Il n’est pas évident – la colonisation de nos imaginaires étant si accomplie – que nous arrivions très facilement à mener toutes ces réflexions.

Olivier Rey m’adresse une remarque tout à fait juste. La voici : « Tu cites l’excellent livre d’Aurélien Berlan, Terre et Liberté. Il me semble que suivant Berlan, il faudrait nuancer, dans le résumé que tu donnes de la conception croissanciste du monde, le point 2, où il est question de « s’affranchir de toute dépendance ». En effet, si un des buts fondamentaux de la croissance est de délivrer des contraintes matérielles et du souci politique, les sujets de la croissance peuvent s’accommoder, dans la poursuite de cet objectif, d’une dépendance toujours croissante (à l’égard de la mégamachine technologique et technocratique qui s’occupe de tout). Günther Anders le remarquait : « Nous sommes des figures qui ne sont pas moins comiques que les “propriétaires de leur faim” de Stirner tournés en dérision par Marx. “Les souverains de notre passivité” : car ce que nous possédons, c’est uniquement notre pouvoir-être-livrés. » Quand je dis à quelqu’un, qui fait usage chez le boulanger de sa carte de crédit « sans contact », qu’il se rend de son plein gré dépendant d’un gigantesque système électronico-bancaire pour acheter une simple baguette, la réponse type est : « Oui mais c’est pratique. » Dans la perspective de Berlan : on renonce à toute indépendance pour être délivré de ce minuscule souci qui demeurait, dans le système marchand généralisé, d’avoir de « l’argent sur soi ». Il me semble donc que ce que promet la croissance, c’est moins l’indépendance qu’une sorte de retour à un état infantile où les parents pourvoyaient à tous les besoins. (L’être humain ne songe plus guère désormais à se définir comme « vivant rationnel ». C’est que la raison, qui faisait autrefois sa dignité, s’est trouvée pour ainsi dire extériorisée dans tous les dispositifs de domination et de mise à disposition du monde, permettant ainsi aux êtres de régresser vers un état où on peut se contenter de suivre ses envies — quitte à être frustré quand elles ne sont pas satisfaites.) Voilà la petite remarque que je souhaitais te soumettre. »

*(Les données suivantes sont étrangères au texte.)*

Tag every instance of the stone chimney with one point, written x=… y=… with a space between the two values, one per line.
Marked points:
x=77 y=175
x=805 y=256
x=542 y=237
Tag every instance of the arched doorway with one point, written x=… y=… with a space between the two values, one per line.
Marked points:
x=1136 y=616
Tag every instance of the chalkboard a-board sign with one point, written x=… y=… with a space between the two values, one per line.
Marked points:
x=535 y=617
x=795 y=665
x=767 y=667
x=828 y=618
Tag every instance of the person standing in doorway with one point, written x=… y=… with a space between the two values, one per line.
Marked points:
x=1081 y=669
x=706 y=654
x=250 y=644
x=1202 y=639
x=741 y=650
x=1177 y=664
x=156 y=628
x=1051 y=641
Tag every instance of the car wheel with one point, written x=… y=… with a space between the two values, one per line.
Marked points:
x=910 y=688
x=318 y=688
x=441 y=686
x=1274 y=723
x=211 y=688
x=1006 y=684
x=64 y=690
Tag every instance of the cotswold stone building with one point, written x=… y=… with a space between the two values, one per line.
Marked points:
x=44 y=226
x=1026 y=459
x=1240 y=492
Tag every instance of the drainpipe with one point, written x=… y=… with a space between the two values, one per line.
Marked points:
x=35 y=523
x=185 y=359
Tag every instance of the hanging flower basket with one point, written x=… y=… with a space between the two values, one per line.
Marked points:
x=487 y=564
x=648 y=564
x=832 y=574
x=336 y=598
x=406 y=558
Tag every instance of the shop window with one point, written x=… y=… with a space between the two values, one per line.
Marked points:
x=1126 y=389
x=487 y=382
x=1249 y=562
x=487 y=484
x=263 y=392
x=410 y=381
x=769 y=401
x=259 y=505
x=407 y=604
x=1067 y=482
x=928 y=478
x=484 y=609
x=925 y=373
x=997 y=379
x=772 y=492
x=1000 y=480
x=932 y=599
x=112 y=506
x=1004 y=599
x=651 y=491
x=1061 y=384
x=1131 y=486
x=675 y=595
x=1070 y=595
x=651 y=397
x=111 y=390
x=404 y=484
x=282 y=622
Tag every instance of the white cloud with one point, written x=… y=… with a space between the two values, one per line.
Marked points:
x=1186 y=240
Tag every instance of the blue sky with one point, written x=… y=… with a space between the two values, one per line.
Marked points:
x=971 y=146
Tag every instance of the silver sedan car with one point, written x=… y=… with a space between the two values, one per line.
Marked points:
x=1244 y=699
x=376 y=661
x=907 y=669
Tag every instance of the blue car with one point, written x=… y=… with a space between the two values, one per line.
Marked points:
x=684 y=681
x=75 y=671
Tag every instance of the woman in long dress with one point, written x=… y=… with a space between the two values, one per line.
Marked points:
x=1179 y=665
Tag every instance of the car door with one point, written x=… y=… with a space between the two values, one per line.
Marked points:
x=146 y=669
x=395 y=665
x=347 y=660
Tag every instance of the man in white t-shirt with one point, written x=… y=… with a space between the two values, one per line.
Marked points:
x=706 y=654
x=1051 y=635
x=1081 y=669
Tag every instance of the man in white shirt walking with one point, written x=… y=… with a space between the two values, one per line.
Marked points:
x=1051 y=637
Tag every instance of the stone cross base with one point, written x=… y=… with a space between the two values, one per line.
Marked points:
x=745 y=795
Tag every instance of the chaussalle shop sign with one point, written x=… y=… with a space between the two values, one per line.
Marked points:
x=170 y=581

Je rajoute que cette idée d’Olivier Rey selon laquelle les dispositifs de mise à disposition du monde (pensons au livre d’Hartmut Rosa, Rendre le monde indisponible) extériorisent la raison qui, depuis les temps modernes, était la faculté qui caractérisait l’individu moderne par une double universalité ( tous les hommes ont une raison et c’est la même) me semble une analyse très judicieuse, surtout si on prétend réhabiter la raison.